Colourful Queensland MP Bob Katter once promised to “walk to (or from, according to some reports) Bourke backwards if the gay population of North Queensland is any more than 0.001%”. Despite his half-brother since coming out as gay and Katter being (often) reminded about this loose remark (there was a rainbow protest outside his Mt Isa offices in 2011), he maintains that gay marriage isn’t an issue in his electorate. It appears he never did take up the threat to walk frontwards or backwards to or from Bourke in Western NSW (about 1,600 kilometres to his Mt Isa electoral office).

Sometimes known as ‘retro walking,’ the seemingly unusual habit of walking (or running) backwards is widely recommended for fitness.

You will find many health and fitness links on the Internet which suggest walking backwards strengthens little-used muscles, improves balance and is good for people with knee, hip and back problems.

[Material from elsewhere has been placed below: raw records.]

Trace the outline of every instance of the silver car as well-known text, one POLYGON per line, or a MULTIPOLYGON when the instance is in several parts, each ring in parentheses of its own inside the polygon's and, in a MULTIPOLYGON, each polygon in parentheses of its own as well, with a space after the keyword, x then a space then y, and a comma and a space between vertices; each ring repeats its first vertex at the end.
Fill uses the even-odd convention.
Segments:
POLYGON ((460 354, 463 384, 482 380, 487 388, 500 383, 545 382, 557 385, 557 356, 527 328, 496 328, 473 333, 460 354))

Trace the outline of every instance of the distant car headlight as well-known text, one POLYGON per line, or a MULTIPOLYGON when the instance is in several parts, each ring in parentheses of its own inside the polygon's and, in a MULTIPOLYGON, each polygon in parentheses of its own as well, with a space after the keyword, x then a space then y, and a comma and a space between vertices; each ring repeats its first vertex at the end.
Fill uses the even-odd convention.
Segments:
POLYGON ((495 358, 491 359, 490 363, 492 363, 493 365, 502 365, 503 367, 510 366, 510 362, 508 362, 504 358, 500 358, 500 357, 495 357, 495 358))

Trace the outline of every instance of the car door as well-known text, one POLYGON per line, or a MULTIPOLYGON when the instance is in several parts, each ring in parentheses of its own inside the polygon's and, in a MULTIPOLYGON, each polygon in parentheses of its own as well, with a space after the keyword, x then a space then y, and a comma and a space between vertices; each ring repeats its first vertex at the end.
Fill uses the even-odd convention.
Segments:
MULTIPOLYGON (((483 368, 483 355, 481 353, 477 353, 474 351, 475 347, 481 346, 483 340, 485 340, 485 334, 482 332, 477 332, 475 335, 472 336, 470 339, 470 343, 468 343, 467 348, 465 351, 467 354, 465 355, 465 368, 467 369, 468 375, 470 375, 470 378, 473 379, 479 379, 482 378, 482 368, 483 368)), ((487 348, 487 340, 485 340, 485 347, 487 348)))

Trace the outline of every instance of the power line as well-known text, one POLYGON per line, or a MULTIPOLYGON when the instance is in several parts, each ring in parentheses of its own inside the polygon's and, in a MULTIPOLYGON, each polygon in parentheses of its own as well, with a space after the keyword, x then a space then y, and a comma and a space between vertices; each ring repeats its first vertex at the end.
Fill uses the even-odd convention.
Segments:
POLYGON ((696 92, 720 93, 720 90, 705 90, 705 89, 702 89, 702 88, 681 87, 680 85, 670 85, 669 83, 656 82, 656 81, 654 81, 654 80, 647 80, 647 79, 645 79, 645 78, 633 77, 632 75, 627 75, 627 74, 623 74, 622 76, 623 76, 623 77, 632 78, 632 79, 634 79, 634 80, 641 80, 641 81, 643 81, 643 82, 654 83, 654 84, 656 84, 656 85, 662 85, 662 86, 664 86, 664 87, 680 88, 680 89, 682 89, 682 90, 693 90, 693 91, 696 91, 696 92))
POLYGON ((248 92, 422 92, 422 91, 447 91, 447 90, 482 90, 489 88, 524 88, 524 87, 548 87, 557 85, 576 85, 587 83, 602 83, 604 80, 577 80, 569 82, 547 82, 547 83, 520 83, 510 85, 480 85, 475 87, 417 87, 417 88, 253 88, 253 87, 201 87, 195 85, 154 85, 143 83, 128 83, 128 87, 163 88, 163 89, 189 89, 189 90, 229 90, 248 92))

Some people even do it for a living.

Seaman Nathan Winn is a tour guide for the Pentagon, and routinely walks up to eight kilometres backward per day (including escalators)

Whatever you do, don’t try walking down stairs, steps or steep bush tracks backwards (or backward as they say in the US). As Seaman Mann found, when he tried going down the up-escalator, it’s embarrassing and definitely not funny.

I walk every day but if you want to have some idea how far you’re walking and set some goals to increase the tempo and distance, a pedometer is useful.

It is said that for maximum fitness from walking you need to chalk up 10,000 steps a day. That’s about eight kilometres, the same as that logged by Seaman Winn, but in a forwards direction.

If you fell asleep in your recliner while reading this on your IPad, you may want to do something about your general level of inertia.

Here’s a suggestion: Sign up for Steptember (a fund-raiser for Cerebral Palsy), where you pledge to walk 10,000 steps on each of 28 days during September.

Or you could just donate money and loaf in the recliner and watch old movies on SBS on Demand, Stan or Netflix. I’ve been looking but have not yet found the critically panned 2008 remake of The 39 Steps, a spy thriller starring Rupert Penry-Jones (Silk and Spooks). I’m curious, having seen the 1959 remake starring Kenneth More (which was spiffing). Never did see the original (Hitchcock, 1935).

UK author John Buchan wrote the book at a clifftop nursing home in Broadstairs while recovering from illness. A set of wooden steps which led from the garden to the beach are thought to have inspired the title. In the book these steps become the escape route (frontwards) down to a quay where the villains’ vessel, Ariadne, is waiting to speed them away.